Effects of cocaine on the synaptosomal membrane potential (Em), on membrane depolarization induced by veratridine or elevated [K]o and on sodium/potassium permeability ratios (pNa/pK), have been measured in buffer containing either low or high [Na]. Fluorescence of the dye rhodamine 6G was used to measure the membrane potential. Cocaine began to reduce the Em (depolarized) at concentrations between 10(-6) and 10(-5) M in low [Na] buffer and between 10(-5) and 10(-4) M in high [Na] buffer. Maximum depolarization (with 10(-3) M cocaine) was 21 mV in low [Na] buffer and 11 mV in high [Na] buffer. Cocaine also reduced the depolarization caused by veratridine or elevated [K]o; the effective concentration of cocaine in reducing the response to veratridine was one-tenth that necessary to reduce the response to elevated [K]o. The antagonism by cocaine of the response to veratridine was similar to that found by other investigators; however, this action would tend to oppose depolarization and thus cannot explain the depolarizing effect of cocaine alone.

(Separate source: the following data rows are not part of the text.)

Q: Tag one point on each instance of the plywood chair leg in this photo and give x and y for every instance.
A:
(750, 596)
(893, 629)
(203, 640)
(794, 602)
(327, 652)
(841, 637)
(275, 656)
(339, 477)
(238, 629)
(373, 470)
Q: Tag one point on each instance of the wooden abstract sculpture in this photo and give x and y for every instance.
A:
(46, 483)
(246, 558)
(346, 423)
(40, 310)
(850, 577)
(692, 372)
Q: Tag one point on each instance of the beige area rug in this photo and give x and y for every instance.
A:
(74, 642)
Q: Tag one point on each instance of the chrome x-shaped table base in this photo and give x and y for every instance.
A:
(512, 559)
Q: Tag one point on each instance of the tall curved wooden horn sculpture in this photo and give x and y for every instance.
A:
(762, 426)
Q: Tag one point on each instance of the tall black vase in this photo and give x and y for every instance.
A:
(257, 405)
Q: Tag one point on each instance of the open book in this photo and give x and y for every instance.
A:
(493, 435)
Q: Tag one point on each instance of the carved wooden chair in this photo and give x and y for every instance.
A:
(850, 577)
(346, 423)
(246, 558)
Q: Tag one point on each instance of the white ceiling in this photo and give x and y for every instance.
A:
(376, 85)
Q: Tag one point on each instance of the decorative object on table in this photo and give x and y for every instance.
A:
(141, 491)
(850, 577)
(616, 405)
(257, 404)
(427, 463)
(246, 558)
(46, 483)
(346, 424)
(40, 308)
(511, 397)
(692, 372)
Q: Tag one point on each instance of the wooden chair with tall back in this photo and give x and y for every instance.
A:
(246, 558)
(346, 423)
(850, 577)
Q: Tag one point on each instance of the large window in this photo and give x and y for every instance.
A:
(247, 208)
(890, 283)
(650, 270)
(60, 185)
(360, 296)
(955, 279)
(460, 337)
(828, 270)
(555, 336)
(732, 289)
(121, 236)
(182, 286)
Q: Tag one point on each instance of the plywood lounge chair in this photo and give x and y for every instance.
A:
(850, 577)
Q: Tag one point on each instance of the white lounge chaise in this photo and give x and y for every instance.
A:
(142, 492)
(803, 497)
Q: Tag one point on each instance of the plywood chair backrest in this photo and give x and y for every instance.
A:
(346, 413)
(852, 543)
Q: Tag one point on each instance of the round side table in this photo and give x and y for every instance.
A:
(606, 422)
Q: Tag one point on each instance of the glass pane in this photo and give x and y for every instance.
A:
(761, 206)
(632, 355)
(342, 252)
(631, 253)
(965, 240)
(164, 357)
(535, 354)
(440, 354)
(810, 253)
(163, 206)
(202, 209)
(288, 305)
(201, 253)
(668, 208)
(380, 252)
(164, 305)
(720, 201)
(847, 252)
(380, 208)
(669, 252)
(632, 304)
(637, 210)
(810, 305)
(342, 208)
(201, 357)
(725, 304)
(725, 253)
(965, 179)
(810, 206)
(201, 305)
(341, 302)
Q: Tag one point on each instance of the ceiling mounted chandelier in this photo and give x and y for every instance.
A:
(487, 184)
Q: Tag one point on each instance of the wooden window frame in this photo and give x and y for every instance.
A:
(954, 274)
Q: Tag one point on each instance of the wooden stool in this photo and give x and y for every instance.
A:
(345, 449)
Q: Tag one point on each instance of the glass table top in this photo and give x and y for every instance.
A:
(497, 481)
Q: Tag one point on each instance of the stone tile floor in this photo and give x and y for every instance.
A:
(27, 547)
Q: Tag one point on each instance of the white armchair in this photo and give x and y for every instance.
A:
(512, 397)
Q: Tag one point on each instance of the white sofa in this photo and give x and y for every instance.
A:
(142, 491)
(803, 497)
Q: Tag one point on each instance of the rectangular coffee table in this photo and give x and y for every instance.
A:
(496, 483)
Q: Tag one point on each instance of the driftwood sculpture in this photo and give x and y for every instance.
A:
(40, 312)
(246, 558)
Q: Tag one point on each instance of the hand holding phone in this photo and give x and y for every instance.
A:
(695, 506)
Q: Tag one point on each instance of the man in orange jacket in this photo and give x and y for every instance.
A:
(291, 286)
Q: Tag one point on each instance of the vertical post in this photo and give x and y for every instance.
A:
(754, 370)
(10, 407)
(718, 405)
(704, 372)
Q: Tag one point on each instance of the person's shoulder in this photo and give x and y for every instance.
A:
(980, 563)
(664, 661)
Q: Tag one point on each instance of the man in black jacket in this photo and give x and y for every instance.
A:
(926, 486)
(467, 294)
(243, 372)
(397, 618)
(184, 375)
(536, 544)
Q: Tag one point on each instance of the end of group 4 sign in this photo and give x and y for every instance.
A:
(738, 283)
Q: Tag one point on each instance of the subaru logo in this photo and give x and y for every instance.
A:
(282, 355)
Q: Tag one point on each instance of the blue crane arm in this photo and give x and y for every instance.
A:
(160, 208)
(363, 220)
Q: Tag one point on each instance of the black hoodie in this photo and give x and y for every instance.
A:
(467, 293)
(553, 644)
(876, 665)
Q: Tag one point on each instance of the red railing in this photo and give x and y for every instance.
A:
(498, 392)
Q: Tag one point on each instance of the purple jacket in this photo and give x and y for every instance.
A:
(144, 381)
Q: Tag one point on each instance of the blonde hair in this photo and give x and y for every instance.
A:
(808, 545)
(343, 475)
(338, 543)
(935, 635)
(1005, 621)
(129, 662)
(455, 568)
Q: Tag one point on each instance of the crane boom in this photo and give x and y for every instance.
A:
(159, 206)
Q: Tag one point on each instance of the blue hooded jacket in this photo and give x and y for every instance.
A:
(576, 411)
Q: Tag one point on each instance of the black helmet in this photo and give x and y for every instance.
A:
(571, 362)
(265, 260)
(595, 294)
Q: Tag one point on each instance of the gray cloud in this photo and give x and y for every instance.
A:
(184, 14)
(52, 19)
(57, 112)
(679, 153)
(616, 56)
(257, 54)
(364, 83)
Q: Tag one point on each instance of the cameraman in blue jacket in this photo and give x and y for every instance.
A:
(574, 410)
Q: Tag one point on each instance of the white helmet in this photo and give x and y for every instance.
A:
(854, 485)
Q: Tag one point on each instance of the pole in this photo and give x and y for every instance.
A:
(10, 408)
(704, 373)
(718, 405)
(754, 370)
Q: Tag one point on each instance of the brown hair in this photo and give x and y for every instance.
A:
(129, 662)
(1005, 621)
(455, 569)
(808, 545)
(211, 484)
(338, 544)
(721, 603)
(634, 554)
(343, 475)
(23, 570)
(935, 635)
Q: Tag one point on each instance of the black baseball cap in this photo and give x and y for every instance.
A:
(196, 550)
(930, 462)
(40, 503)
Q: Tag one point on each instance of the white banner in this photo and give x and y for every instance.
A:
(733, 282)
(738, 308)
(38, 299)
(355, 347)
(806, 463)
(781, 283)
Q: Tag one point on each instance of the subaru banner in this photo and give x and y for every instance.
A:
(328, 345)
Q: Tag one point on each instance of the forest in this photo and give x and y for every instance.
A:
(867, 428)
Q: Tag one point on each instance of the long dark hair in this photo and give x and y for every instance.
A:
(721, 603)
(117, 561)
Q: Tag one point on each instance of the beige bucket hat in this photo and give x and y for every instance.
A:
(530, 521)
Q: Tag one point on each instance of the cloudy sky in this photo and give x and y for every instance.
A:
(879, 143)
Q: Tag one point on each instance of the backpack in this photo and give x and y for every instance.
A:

The antagonism by cocaine of the depolarization caused by elevated [K] was consistent with a reduction in pK; such a change in pK could explain the observed reduction in Em caused by cocaine alone. The effect of cocaine (10(-3) M) on the Em was also measured as a function of [K]o at low and high [Na]o. Cocaine caused membrane depolarization at all [K]o's (3.9-19.2 mV), an effect that was somewhat greater in the low [Na] medium. These measurements of Em were fitted to the Goldman equation and the ratio of pNa/pK estimated. The presence of cocaine increased the estimate of pNa/pK by 45.7%, presumably by reducing pK.